Add a Tag to the security group with the key ssh-from-my-ip and the value true
Whenever your IP changes run this script (or run it periodically via cron)
#! /bin/bash
# This script makes it easier to maintain security groups that allow SSH access
# from a computer with a dynamic IP, such as a computer on a home network or ISP.
#
# Using the script will allow you to SSH to an EC2 without having to allow
# access to the whole world (0.0.0.0/0).
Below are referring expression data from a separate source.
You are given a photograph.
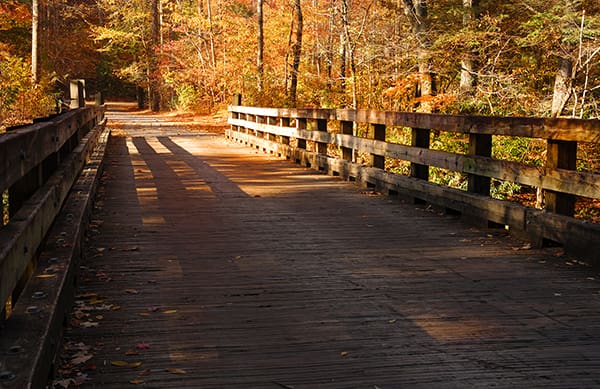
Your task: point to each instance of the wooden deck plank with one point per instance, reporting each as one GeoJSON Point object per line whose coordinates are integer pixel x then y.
{"type": "Point", "coordinates": [246, 271]}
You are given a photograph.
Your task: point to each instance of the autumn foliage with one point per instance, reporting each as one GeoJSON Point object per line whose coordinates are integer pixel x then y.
{"type": "Point", "coordinates": [361, 53]}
If you run this script whenever your IP
# changes then the security groups in your account specified by your AWS profile
# will be updated.
#
# The script will find any security groups for your current profile that are
# tagged with a Tag with a Key of "ssh-from-my-ip" and a case insensitive value
# of "true" or "yes".
#
# For each security group found it will revoke any existing tcp ingress on
# port 22 and authorize ingress on port 22 for your current IP.
#
# Dependencies - AWS CLI and jq
# need my current ip
MY_IP=$(curl --silent https://checkip.amazonaws.com)
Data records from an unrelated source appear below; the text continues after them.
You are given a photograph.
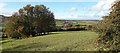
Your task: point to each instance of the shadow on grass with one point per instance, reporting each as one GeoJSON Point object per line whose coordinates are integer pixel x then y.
{"type": "Point", "coordinates": [30, 47]}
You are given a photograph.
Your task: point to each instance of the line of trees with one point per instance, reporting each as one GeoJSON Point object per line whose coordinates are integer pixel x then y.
{"type": "Point", "coordinates": [109, 30]}
{"type": "Point", "coordinates": [30, 21]}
echo "Your IP is ${MY_IP}"
# need security group id(s) and existing CIDR for the SG
pairs=$(aws ec2 describe-security-groups | aws ec2 describe-security-groups | jq -c '.SecurityGroups[]? | select( (.Tags[]? | select(.Key == "ssh-from-my-ip") | .Value | test("true|yes"; "i"))) | if .IpPermissions | length == 0 then {sg: .GroupId, cidr: null } else {sg: .GroupId, cidr: .IpPermissions[].IpRanges[].CidrIp} end')
for p in $pairs
do
SG=$(echo "$p" | jq -r '.sg')
OLD_CIDR=$(echo "$p" | jq -r '.cidr')
echo "Updating security group ${SG}"
if [[ $OLD_CIDR != 'null' ]]
then
echo "Revoking ingress permission for ${OLD_CIDR} in security group ${SG}"
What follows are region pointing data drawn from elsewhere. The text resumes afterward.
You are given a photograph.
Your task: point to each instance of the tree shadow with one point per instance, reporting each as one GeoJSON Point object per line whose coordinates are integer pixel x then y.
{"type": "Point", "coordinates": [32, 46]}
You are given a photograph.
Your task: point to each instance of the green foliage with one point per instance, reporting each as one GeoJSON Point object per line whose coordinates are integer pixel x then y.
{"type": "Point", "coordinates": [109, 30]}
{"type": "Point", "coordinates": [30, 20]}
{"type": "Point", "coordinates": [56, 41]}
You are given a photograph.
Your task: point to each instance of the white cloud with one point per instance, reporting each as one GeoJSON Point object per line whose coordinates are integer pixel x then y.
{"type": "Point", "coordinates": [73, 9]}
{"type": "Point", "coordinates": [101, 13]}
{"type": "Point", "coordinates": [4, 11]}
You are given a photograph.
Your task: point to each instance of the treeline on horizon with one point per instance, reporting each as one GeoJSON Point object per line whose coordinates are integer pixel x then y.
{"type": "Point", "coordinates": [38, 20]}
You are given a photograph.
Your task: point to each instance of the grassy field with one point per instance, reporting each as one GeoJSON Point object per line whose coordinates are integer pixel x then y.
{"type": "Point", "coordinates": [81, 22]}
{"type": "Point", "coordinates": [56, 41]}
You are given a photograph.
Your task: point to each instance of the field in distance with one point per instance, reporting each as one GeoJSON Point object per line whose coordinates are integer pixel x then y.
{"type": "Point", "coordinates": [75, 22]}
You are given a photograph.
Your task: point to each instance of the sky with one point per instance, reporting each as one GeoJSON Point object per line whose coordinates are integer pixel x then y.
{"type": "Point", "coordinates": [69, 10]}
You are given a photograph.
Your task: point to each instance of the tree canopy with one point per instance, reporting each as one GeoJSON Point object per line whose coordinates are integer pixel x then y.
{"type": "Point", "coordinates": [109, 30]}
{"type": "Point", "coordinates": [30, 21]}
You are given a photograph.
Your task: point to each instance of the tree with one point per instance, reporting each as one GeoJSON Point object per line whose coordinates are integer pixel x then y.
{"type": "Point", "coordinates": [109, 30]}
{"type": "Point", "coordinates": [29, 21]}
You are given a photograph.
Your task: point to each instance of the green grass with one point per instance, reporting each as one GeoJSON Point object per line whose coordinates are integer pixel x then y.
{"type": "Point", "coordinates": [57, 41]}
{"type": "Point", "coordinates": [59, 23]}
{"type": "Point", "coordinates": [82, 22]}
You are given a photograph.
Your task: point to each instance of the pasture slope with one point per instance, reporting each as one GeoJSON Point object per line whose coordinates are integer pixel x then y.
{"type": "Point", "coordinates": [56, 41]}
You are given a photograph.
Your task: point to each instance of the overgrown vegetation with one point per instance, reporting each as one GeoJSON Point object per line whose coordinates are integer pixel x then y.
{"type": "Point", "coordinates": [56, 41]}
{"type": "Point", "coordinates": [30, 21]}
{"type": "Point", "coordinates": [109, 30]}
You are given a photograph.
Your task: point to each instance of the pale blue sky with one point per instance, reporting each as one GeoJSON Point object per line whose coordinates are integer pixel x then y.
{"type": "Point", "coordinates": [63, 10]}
# remove the existing ingress permission
aws ec2 revoke-security-group-ingress \
--group-id "${SG}" \
--protocol tcp \
--port 22 \
--cidr "${OLD_CIDR}"
fi
# authorize my new IP CIDR
NEW_CIDR="${MY_IP}"/32
echo "Authorizing ingress permission for ${NEW_CIDR} in security group ${SG}"
aws ec2 authorize-security-group-ingress --group-id "${SG}" --ip-permissions '[{"IpProtocol": "tcp", "FromPort": 22, "ToPort": 22, "IpRanges": [{"CidrIp": "'"${NEW_CIDR}"'", "Description": "Rule0"}]}]'
done
#!/bin/bash
# User specific data:
SECURITY_GROUP_NAME="" # Setup here your group name
REGION=${1:-"us-east-1"} # Change default region if needed
USER=`aws iam get-user --query "User.UserName" | tr -d '"'`
RULE_DESCRIPTION='DynamicIP'$USER
echo 'User: '$RULE_DESCRIPTION', Region: '$REGION', Security group: '$SECURITY_GROUP_NAME
checkip () {
OLD_CIDR_IP=`aws ec2 describe-security-groups --region $REGION --query "SecurityGroups[?GroupName=='$SECURITY_GROUP_NAME'].IpPermissions[*].IpRanges[?Description=='$RULE_DESCRIPTION'].CidrIp" --output text`
NEW_IP=`curl -s http://checkip.amazonaws.com`
NEW_CIDR_IP=$NEW_IP'/32'
if [[ $OLD_CIDR_IP != "" ]] && [[ $OLD_CIDR_IP != $NEW_CIDR_IP ]]; then
echo "Revoking $OLD_CIDR_IP"
aws ec2 revoke-security-group-ingress --region $REGION --group-name $SECURITY_GROUP_NAME --protocol tcp --port 22 --cidr $OLD_CIDR_IP --output text >> /dev/null
fi
if [[ $NEW_IP != "" ]] && [[ $OLD_CIDR_IP != $NEW_CIDR_IP ]]; then
echo "Setting up new ip $NEW_IP"
aws ec2 authorize-security-group-ingress --region $REGION --group-name $SECURITY_GROUP_NAME --ip-permissions '[{"IpProtocol": "tcp", "FromPort": 22, "ToPort": 22, "IpRanges": [{"CidrIp": "'$NEW_CIDR_IP'", "Description": "'$RULE_DESCRIPTION'"}]}]'
fi
sleep 30
checkip
}
checkip
You can use a Source CIDR of 0.0.0.0/0 to allow universal access.
You could restrict it to your ISP's address space by looking up their allocations or just monitoring what IP addresses you end up with.
To do it properly and restrict access to a single IP dynamic address you could write an application that monitors your public IP address and when it changes call the EC2 API AuthorizeSecurityGroupIngress method and delete the old address with RevokeSecurityGroupIngress.